There is a dangerous game being played with Russell Westbrook after he renegotiated and extended his contract with the Oklahoma City Thunder to the tune of $85 million over the next three years. Despite still having the option of re-entering free agency in 2018, just one year longer than he previously could, he has become the new arbiter of the unselfish team player archetype, antithetical to Kevin Durant, his former co-conspirator who spurned his home for the past 8 years to form a soul-stealing guillotine of a ball club in Golden State.
While Kevin Durant’s metamorphosis into the selfish, short-cutting archetype has been a bit more sloppy, what is going on with Westbrook is, at the very least, short-sighted. Now, there are plenty of admirable elements accompanying Westbrook’s decision. This is by all means a move rooted in loyalty. Westbrook has a deep affection for the city of Oklahoma City, telling them “you guys have basically raised me.” He also hungers to take on the almost Herculean task of righting the ship after Durant’s departure, a quality typical of the game’s most revered players. Westbrook in 2016-2017 is going to be the team’s focal point, a walking poster in a shooting guard’s body playing the point guard position. The sheer spectacle of him dragging the Thunder toward the playoffs will seem to reinforce the lionization of his character.

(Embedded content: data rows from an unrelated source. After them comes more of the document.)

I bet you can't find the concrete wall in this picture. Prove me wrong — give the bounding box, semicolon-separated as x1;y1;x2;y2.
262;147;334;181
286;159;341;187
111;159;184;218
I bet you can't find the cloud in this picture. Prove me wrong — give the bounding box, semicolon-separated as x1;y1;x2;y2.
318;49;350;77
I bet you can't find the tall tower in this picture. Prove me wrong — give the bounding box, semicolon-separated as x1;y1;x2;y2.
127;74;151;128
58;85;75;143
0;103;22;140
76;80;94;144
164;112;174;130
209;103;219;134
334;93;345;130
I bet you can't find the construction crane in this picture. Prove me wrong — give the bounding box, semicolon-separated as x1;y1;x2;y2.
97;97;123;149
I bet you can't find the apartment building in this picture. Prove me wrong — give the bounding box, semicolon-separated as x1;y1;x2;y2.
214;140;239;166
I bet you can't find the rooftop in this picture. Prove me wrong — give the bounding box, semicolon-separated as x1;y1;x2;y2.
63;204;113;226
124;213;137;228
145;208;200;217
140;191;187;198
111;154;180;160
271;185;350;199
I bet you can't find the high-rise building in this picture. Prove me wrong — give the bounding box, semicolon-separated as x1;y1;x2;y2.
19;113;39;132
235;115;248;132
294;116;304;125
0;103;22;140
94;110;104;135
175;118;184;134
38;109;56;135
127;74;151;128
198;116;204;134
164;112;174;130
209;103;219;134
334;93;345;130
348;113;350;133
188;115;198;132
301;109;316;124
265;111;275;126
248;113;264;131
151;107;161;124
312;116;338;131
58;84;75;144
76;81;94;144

But all of this does not distract from the type of player Westbrook has been for much of his career, a divisive player who seems to represent the fundamental divide in basketball fandom. Either you love his relentless energy and pursuit of the rim or you wish he would just slow the game down and set up his teammates like a point guard is supposed to. Since the Thunder made the playoffs in 2010, Westbrook has taken on the lion’s share of the blame for the team’s post-season disappointments. Before James Harden was dealt to the Houston Rockets in 2012, the commonly held belief was that the Thunder would finally reach their potential when they moved Westbrook off the ball and let Harden run the offense. Just after Durant’s departure, Bleacher Report ran a story where Westbrook’s style of play was blamed as partially responsible. For every post-season elimination, there is a Westbrook smear campaign driven by a playoff moment where he either should have dished to Durant in crunch-time or should not have taken a certain shot.
This is not to say Westbrook is not wholly undeserving of the talk; his judgement at the game’s most heady position has been a constant source of justifiable criticism. But the criticism of his ability to play in a way conducive to team success is a crucial part of Russell Westbrook the NBA player. It is the underlying thread to his packaged narrative, the most important chapter in his NBA story. His new identity upon signing the extension as the league’s darling will inevitably run into his previous one the next time Westbrook takes an ill-advised three with a minute left in an important game or misses a wide open man in the corner. He is the undisputed franchise player now, and it would be silly to expect more leash to come with the greater responsibility.
It would be one thing if this new spin was a resolution of Westbrook’s past identity, the former unselfish star rumored to have eyes on Los Angeles calling a small market home, but it is impossible to separate his new extension from Durant’s departure. After all, the Thunder would not have had the room under the cap to offer Westbrook his extension had Durant not left. It also made the most sense for Westbrook, who will now be able to lock into more annual salary and enter free agency in 2018, the year after the league’s lock-out where the NBA labor market will be easier to gauge.
This is not a clean narrative conclusion to Westbrook’s career arc so much as it is a reflexive response to the void of unselfishness left by Durant, a band-aid to be placed on the open wound of NBA purists who yearn for the made up days of NBA stars who did not want to team up. So stop making Westbrook the new counter to your dislike of Kevin Durant. Neither player deserved it.